Mexico's Tecnologico de Monterrey deploys Dalet Media Life
Dalet Media Life is to be the core production, MAM and integrated distribution system for TECNOLOGICO DE MONTERREY (TEC) Virtual University in Monterrey, Mexico.
The new, end-to-end system is used for production, cataloging, broadcast and Internet distribution of video lectures and conferences. Content is broadcast to more than 30 campuses. Dalet also manages the automated transcoding and posting of materials to the Internet delivery service, which has become an increasingly important part of the University system.
Dalet Media Life is built on the Dalet MAM platform, which manages all media files and their metadata across many different systems. Media Life includes many Dalet applications, which Virtual University uses for critical media management operations, such as ingest, logging, recording, prep editing, broadcast and archiving.
Dalet Media Life also provides many creative toolsets for content production. The MAM platform plays a key role in the delivery of content to both traditional broadcast outlets and to new media outlets. The MAM layer in Dalet Media Life handles media, metadata and all the media manipulations that are involved in the entire production and distribution chain.
In the Virtual University production center at Monterrey TEC, where many pre-recorded video packages and programs are produced, users ingest raw material from Sony XDCAM-EX cameras. The Dalet Xtend module facilitates the seamless exchange of content and metadata between Dalet and Apple Final Cut Pro and Adobe Premiere NLEs. Directly from their NLE workstations, the craft editors have access to media (videos, EDLS, shot selections, etc.) and metadata that are stored in the Dalet content catalogue. Many pre-production tasks such as clip selection and storyboarding can be performed using Dalet’s quick clip editing tools and then automatically exported to the edit bays for more complex editing. The finished work can then be exported back to Dalet as a new title, or saved against a placeholder—all with the appropriate metadata entries.
Once the material is approved, the Dalet MAM engine expertly controls the metadata and media processes and automatically exports the packages that are converted to H.264 format for posting on the internal e-Learning portal, which is the main distribution platform for Virtual University. Genealogy metadata linking the editor’s material to the original sources can be preserved and the content is better referenced throughout, making searches of the content catalogue and archives more efficient; content is more readily accessible to everyone who needs it.
Additionally, four large classrooms at TEC are fully equipped as Dalet broadcast “studios” and often, all four studios are broadcasting simultaneously or recording sessions for on-demand video delivery. In each classroom, operators use a Dalet workstation to insert any pre-produced video and record the classes as a live show. Once the recording of the class finishes, and it is approved, Dalet automatically exports the video lecture to the e-Learning Portal services.

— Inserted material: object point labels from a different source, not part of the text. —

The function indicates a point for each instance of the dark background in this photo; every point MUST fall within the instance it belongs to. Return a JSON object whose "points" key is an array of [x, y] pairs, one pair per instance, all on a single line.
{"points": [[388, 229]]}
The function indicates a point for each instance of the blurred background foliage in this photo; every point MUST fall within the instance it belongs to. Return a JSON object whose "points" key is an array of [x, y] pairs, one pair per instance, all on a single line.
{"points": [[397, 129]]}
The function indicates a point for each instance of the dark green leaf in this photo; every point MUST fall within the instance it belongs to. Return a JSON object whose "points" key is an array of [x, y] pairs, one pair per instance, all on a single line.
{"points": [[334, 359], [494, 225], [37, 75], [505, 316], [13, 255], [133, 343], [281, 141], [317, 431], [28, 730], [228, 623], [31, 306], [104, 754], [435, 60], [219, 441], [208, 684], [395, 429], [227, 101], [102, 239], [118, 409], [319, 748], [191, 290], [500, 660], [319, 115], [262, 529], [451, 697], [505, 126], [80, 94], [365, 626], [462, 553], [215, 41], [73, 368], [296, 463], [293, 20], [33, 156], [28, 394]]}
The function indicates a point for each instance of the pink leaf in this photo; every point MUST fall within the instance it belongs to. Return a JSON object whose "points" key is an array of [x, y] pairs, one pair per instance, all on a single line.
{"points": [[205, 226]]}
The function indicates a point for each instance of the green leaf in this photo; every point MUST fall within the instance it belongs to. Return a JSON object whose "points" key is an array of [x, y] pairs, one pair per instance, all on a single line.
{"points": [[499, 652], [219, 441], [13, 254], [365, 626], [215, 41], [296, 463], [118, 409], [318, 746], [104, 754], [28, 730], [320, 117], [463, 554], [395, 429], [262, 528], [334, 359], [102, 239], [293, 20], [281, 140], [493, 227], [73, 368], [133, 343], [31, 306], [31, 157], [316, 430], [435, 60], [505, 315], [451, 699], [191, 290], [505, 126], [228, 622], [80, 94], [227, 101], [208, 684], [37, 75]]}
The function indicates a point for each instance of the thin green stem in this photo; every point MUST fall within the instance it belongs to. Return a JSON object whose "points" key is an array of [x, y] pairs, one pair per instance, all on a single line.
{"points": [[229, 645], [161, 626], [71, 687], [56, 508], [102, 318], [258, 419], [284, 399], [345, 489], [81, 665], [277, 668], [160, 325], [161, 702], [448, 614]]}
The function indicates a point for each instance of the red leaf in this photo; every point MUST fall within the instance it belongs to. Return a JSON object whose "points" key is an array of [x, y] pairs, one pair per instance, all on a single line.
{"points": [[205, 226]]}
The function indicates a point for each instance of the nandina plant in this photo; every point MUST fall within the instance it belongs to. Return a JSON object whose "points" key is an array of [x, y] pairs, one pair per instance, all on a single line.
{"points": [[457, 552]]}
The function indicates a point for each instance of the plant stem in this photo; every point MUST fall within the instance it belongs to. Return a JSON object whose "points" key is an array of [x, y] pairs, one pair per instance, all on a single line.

The classroom “TV studios” are connected to Harmonic Omneon MediaGrid production storage with 18 TB (700 hours in XDCAM 50 format); an Omneon video server plays out the media for lectures that are broadcast by satellite to different campuses throughout Latin America. In the background Dalet also triggers Rhozet transcoders to automatically convert the high resolution broadcasts to H.264 and MPEG formats that are used for website and proxy browsing on the archive. Dalet also integrates with XenData HSM system to control the HP tape library that has a capacity of 2400 hours in XDCAM 50 format.